John non rispose, si limitò ad avanzare chiedendosi che importanza avesse chi aveva trovato l'altro, dato che ormai erano lì, faccia a faccia. Anche l'uomo sì avvicinò, entrambi mantenevano occhi e canna della pistola fissi sull'altro.
“Io ti ammazzo...” ringhiò John quando pensò che la distanza fosse ridotta a sufficienza da impedire che la pioggia coprisse le sue parole.
“Ci puoi provare, John!”
A lui sembrò che lo prendesse in giro, ogni volta che pronunciava il suo nome lo forzava, come se intendesse schernirlo, come se volesse metterlo tra virgolette. John non lo sopportava. Gli puntò l'arma alla fronte e cominciò a contrarre il dito, ma poi si fermò. L'assassino rideva.
Lui lo guardò confuso per qualche istante, aveva qualcosa di troppo familiare, non riusciva a capire cosa stesse succedendo.
“Finalmente hai capito, John”, disse l'assassino, ancora forzando il suo nome. “Oh, a proposito: benvenuto!”

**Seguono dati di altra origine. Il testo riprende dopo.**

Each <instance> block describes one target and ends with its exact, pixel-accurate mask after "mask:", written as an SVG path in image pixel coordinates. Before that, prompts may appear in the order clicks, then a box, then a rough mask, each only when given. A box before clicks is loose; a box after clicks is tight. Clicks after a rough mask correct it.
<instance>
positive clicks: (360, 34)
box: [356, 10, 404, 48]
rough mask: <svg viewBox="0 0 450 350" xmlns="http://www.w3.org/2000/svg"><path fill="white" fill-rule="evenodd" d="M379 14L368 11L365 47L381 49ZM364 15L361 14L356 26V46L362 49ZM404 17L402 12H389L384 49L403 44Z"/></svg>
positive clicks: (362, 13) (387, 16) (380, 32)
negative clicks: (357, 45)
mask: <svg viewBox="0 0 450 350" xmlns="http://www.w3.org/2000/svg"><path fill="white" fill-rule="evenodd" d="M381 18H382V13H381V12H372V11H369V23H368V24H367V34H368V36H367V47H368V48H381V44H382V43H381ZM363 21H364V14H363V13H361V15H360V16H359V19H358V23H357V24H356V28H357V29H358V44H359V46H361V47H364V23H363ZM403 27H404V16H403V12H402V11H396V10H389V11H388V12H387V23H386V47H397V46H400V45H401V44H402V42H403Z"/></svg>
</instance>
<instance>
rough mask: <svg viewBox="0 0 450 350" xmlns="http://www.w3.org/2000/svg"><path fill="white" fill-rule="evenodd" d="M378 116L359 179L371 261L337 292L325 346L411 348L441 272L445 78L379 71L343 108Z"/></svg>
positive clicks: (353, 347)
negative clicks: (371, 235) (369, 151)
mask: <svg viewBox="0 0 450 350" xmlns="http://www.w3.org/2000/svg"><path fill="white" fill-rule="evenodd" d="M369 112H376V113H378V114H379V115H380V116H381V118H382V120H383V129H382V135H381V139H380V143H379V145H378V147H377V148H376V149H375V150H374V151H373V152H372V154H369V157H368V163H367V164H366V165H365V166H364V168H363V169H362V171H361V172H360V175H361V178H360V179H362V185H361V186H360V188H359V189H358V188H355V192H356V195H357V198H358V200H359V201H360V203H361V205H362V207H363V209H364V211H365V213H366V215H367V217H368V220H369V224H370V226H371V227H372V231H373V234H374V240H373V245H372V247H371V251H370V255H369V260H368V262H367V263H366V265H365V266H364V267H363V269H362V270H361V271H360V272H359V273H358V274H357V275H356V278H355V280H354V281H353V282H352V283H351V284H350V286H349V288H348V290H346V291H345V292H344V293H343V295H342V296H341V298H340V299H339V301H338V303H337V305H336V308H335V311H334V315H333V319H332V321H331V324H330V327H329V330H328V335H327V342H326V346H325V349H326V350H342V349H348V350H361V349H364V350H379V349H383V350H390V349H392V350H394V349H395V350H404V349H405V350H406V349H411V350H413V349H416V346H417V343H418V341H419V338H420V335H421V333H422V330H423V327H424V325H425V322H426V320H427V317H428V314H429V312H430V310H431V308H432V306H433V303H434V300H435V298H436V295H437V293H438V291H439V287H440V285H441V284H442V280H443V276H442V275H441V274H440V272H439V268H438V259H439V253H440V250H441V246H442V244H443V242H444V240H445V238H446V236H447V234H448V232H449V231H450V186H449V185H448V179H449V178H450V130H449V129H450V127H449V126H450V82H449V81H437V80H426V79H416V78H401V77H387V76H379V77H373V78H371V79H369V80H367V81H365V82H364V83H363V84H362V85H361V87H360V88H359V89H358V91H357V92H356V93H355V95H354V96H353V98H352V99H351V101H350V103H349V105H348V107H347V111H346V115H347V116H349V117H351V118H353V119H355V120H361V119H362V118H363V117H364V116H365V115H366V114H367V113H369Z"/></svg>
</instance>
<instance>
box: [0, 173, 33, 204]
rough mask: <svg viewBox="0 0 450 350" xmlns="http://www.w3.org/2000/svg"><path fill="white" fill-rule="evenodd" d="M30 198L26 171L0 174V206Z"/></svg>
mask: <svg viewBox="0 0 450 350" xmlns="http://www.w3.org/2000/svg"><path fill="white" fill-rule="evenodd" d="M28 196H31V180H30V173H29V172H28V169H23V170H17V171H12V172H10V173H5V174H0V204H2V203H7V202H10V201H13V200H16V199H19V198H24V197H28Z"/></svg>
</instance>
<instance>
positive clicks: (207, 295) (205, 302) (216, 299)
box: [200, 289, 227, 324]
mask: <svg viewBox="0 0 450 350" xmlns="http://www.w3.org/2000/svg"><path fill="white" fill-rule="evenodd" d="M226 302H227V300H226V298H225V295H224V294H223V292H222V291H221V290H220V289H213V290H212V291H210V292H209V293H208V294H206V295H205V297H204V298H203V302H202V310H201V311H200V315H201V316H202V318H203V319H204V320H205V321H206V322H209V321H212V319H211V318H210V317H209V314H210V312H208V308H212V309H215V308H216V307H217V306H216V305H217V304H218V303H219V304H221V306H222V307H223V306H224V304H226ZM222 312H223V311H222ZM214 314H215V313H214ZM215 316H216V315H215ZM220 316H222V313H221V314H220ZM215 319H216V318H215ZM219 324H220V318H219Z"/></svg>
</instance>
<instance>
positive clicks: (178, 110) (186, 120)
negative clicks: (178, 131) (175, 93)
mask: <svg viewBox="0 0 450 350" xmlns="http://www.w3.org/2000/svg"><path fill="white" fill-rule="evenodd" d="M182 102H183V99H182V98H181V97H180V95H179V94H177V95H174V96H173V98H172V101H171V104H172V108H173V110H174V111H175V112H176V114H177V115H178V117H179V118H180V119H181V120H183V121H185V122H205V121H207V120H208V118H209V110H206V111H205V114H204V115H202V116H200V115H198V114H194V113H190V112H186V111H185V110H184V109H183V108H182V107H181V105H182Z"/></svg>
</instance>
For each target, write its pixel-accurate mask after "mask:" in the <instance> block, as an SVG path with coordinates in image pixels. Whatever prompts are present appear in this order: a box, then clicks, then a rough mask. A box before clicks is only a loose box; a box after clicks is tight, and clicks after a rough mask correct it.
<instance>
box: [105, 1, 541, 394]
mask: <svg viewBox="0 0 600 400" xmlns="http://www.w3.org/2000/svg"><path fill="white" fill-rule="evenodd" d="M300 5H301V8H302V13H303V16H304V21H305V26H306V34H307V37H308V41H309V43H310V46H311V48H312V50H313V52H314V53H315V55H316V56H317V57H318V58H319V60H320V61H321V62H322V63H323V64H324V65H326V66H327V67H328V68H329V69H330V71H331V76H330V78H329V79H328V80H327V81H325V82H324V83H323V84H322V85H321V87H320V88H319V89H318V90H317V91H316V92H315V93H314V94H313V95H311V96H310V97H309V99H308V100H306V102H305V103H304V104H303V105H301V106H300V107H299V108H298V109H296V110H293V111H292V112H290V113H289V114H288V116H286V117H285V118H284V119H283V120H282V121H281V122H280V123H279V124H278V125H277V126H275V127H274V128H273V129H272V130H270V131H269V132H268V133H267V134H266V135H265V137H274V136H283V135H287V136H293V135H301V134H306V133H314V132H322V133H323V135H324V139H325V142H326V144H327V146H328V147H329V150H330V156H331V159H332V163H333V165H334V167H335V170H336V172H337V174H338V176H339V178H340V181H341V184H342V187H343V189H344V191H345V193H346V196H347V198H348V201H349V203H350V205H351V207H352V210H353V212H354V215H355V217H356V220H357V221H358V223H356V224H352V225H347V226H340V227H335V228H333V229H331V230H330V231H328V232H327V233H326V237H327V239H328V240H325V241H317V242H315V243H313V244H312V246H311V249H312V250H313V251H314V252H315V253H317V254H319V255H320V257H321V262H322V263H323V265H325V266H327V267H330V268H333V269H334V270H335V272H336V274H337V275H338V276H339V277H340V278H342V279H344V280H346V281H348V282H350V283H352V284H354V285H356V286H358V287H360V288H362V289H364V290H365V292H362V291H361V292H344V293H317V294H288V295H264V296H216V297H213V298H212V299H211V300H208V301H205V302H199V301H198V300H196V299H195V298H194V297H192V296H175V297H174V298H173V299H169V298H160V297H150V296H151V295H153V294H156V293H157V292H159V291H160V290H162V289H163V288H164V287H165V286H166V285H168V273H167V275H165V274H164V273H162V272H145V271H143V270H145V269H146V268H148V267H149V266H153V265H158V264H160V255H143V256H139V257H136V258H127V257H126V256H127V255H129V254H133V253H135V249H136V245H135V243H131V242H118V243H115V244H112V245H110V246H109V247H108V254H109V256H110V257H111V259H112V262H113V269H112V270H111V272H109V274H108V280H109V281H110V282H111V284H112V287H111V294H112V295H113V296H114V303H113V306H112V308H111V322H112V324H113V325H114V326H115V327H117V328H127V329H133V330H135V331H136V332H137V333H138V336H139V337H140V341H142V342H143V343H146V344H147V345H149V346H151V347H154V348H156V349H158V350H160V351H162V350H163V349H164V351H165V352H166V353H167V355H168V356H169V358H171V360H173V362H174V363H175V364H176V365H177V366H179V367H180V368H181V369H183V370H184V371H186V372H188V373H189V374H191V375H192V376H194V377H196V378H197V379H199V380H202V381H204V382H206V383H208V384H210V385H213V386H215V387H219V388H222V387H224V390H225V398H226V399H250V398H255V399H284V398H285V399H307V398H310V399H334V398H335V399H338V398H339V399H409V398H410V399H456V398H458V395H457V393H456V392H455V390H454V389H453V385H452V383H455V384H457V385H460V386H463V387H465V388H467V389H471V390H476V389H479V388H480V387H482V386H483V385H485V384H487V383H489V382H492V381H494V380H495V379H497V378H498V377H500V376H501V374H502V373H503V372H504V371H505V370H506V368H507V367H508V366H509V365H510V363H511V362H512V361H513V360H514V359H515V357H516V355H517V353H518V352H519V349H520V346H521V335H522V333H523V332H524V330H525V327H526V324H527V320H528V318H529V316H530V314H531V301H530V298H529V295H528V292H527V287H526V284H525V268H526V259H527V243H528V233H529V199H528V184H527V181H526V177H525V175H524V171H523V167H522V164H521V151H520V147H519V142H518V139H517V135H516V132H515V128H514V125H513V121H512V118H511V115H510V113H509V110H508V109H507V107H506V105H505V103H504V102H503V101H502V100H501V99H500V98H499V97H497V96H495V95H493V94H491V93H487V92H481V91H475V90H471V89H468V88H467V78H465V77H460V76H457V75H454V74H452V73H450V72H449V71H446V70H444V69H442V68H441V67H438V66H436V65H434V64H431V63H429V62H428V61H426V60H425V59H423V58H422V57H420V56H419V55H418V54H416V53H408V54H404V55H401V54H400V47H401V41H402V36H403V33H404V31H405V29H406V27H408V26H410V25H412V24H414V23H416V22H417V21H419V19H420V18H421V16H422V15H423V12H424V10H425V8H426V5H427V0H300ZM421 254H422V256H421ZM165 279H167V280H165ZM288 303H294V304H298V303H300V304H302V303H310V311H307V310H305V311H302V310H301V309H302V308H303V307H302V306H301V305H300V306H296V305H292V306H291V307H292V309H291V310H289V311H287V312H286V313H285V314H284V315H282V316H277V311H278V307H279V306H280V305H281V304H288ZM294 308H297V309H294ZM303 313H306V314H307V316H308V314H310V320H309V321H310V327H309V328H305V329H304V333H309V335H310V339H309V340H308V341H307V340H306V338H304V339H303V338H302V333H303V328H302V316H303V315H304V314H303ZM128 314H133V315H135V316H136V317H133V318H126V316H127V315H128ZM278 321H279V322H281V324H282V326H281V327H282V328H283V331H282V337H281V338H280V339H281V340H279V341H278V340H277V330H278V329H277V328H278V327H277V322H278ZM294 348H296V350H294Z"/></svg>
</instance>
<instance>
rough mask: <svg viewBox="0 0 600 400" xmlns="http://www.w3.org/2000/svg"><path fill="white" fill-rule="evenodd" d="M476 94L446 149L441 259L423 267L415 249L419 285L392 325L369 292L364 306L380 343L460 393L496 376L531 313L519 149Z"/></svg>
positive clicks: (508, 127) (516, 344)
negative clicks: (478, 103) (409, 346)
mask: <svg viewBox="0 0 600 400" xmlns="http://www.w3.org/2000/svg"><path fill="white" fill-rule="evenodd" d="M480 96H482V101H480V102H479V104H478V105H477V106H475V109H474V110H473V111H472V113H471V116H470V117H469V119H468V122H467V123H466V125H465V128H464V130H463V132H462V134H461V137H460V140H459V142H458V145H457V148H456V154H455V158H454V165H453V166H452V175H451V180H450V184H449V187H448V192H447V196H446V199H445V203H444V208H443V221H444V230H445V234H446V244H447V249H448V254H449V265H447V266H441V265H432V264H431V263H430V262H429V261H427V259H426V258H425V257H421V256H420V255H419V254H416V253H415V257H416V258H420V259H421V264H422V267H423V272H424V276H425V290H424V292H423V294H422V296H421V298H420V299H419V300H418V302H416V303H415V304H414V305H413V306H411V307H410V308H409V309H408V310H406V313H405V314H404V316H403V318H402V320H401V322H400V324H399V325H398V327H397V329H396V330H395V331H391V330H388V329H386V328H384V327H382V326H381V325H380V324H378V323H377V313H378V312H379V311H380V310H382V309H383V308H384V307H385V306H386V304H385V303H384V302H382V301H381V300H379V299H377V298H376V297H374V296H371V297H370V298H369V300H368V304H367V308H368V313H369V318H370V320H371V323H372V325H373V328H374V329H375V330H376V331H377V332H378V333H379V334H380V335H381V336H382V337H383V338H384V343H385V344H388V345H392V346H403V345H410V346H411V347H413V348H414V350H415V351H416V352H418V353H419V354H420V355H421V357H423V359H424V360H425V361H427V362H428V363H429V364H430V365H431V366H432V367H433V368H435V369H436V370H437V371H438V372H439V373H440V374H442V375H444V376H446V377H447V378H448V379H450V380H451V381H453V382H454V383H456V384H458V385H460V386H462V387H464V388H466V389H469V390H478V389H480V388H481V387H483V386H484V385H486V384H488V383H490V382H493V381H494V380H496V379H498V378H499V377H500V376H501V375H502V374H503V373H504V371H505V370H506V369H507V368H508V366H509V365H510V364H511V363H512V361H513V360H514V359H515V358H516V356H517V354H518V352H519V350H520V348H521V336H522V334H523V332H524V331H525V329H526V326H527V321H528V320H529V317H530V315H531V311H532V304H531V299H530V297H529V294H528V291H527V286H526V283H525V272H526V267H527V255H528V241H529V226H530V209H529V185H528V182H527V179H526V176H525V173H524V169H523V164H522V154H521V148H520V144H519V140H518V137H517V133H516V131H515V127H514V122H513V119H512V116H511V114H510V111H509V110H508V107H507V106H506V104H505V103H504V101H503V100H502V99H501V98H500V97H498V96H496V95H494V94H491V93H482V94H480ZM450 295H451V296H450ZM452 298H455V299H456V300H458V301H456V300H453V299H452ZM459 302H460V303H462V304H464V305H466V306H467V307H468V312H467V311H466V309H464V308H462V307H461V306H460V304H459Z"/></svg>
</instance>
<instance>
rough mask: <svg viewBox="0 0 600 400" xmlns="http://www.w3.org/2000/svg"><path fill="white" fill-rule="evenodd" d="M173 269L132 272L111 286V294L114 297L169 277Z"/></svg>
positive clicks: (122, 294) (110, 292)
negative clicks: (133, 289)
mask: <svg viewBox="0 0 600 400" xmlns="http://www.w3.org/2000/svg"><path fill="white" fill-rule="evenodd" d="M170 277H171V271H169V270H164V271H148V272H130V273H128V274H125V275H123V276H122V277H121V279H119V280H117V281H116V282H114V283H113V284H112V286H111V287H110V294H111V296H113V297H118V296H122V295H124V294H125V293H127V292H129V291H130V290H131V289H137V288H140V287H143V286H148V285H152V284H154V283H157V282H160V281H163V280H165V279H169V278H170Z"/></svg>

Quell'ultima parola e il tono con cui era stata pronunciata lo fecero definitivamente impazzire. O forse rinsavire. Davanti a quello specchio impolverato, subito fuori dal labirinto di cristallo, John cominciò a ridere follemente in preda all’isteria e ad agitare la pistola, finché non la puntò di nuovo contro la testa dell'assassino con un'agghiacciante serietà e lo vide fare altrettanto.
Lontano, all'entrata del luna park, risuonò il boato dello sparo e sembrò solo un altro tuono, uno tra tanti, un rumore senza identità come l'uomo che l'aveva provocato, chiunque dei due fosse.
Il gabbiotto dell'indovino si illuminò per qualche istante, le luci si accesero e la testa del manichino si sollevò con la sua espressione vuota e solenne. Il biglietto uscì dalla fessura con un messaggio semplice che la pioggia cominciò subito a distruggere, dopodiché le luci si spensero, la testa ricadde in avanti e lì, nel vecchio luna park, non si udì più niente. Rimase solo un foglietto di carta con la scritta “Mors Mortis”.